Inside board_server() every state change flows through one
board_update reactive. Core registers two observers framing the
change: an initial one that validates the payload and runs
augment_board_update() for auto-fixups, and a final one that runs
apply_board_update() and resets the reactive. Plugins or
callbacks may register their own observers in between, provided they
use a finite priority — the highest and lowest reactive priorities
are reserved for core.
Usage
validate_board_update(payload, board, ..., session = get_session())
augment_board_update(upd, board, ..., session = get_session())
apply_board_update(board, upd, ..., session = get_session())Arguments
- payload, upd
A board update payload — see Validation above for the accepted shape.
- board
A
boardobject.- ...
Forwarded between methods. For
apply_board_update(), the final observer also splicesboard_server()'s...in here.- session
A shiny session, default
get_session().
Value
validate_board_update() returns invisible(payload) (or
throws a blockr_abort() error). augment_board_update() returns
the (possibly extended) payload. apply_board_update() returns a
board.
Details
All three functions dispatch on the board class. Subclasses
override to validate, augment, or react to their own payload slots,
typically composing with NextMethod(). validate_board_update()

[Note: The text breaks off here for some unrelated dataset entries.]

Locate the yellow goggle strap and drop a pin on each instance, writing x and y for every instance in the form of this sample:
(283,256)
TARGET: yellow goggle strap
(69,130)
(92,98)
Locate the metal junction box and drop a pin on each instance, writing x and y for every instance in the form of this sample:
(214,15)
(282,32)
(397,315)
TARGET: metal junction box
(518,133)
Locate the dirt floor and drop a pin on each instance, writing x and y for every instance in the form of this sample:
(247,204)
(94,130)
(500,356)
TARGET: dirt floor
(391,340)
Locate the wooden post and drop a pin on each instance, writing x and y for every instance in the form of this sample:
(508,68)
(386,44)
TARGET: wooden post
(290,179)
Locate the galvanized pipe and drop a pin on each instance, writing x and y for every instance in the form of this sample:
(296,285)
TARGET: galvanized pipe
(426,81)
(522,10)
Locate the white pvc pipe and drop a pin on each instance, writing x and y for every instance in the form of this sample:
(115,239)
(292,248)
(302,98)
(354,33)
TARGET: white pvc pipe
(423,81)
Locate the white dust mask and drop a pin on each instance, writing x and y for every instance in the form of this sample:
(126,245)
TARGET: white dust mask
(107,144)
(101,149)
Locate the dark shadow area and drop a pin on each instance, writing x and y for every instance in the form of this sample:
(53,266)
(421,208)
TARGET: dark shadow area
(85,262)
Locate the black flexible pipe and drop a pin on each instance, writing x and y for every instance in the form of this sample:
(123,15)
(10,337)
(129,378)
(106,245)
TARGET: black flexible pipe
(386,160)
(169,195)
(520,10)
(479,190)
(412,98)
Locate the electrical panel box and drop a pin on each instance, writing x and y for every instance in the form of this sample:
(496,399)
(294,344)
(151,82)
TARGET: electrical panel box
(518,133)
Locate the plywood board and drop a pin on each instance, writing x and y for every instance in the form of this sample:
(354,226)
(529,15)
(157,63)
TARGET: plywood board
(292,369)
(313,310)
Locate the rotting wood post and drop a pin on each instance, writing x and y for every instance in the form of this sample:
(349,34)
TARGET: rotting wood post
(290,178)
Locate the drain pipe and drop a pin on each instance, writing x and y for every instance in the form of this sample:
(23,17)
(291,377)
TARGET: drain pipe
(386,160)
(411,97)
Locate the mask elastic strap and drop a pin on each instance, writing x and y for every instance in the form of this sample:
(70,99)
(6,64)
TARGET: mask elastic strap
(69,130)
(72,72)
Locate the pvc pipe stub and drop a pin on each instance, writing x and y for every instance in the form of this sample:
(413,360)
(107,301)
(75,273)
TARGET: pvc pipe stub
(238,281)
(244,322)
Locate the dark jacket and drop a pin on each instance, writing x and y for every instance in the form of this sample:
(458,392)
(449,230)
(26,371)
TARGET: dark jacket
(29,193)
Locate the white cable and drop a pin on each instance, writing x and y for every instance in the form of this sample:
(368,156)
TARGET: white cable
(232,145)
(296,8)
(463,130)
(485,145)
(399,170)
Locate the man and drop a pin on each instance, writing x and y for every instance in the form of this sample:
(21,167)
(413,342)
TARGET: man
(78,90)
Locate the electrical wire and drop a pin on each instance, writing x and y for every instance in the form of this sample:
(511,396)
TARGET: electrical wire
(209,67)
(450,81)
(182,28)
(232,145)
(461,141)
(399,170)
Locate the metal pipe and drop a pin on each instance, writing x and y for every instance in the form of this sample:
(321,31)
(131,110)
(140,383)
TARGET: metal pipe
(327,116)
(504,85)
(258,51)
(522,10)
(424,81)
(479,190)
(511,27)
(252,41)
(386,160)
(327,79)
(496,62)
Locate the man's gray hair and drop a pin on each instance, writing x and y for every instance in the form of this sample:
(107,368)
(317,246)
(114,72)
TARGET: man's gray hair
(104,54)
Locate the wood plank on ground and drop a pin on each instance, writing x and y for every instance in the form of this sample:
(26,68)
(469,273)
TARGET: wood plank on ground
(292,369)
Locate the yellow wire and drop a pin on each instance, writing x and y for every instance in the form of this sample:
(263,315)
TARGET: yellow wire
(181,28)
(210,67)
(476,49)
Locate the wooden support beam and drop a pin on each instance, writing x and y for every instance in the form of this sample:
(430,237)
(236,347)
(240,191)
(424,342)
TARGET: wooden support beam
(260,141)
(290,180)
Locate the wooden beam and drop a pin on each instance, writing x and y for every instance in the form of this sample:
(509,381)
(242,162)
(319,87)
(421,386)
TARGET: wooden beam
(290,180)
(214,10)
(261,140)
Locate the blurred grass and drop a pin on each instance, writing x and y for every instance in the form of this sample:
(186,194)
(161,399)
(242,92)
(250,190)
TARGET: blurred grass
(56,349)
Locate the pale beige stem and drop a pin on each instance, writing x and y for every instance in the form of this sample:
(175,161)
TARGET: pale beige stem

is also a caller-facing entry point: it mirrors the initial
observer's checks against a caller-supplied payload, useful for
staging layers (e.g. accumulating LLM-proposed updates) that need
to fail loudly before publishing.
Validation
The default .board method runs a structural check on the payload
(block / link / stack per-slot rules) and a cross-reference check
that link endpoints and stack members resolve in the post-update
merged view. Unknown top-level keys are passed through, so subclass
payload slots reach subclass augment / apply methods.
Augment
The default .board method inserts implied link removals and stack
updates that follow from block removals, plus link-input
completion. Subclass methods may extend the payload with their own
fixups; an error thrown here aborts the update before apply runs.
Apply
The default .board method returns the supplied board unchanged —
the core apply path (block / link / stack mutation, block UI
insertion / removal) is not routed through this generic. Subclass
methods receive a plain board snapshot (no reactive surface) and
return a board, which the final observer assigns back to
rv$board. For piecemeal customization of the core apply path
itself, override the relevant sub-generic
(modify_board_links(), insert_block_ui(), etc.) instead.
Errors thrown from either augment or apply are caught by the
observer, reported via notify(), and the reactive is reset so the
app keeps running.
Outcome
Alongside the human-facing notify() toast, every update cycle
records a machine-readable result into board$last_update (the
read-only board handed to plugins and callbacks). It is a list with
a monotonically increasing seq, a logical ok, the phase it
ended in ("validate" or "apply"), and a message
(conditionMessage() on failure, NA on success); it is NULL
before the first update. The seq advances on every write so that
two consecutive identical outcomes still invalidate a downstream
observer. A programmatic caller can watch this field to learn
whether a dispatched update was rejected, failed to apply, or landed.
Examples
brd <- new_board(
blocks = c(a = new_dataset_block("iris"), b = new_subset_block()),
links = links(ab = new_link(from = "a", to = "b"))
)
validate_board_update(
list(links = list(rm = "ab")),
brd
)
try(
validate_board_update(
list(links = list(add = links(xy = new_link(from = "x", to = "y")))),
brd
)
)
#> Error in blockr_abort("Expecting all links to refer to known block IDs.", :
#> Expecting all links to refer to known block IDs.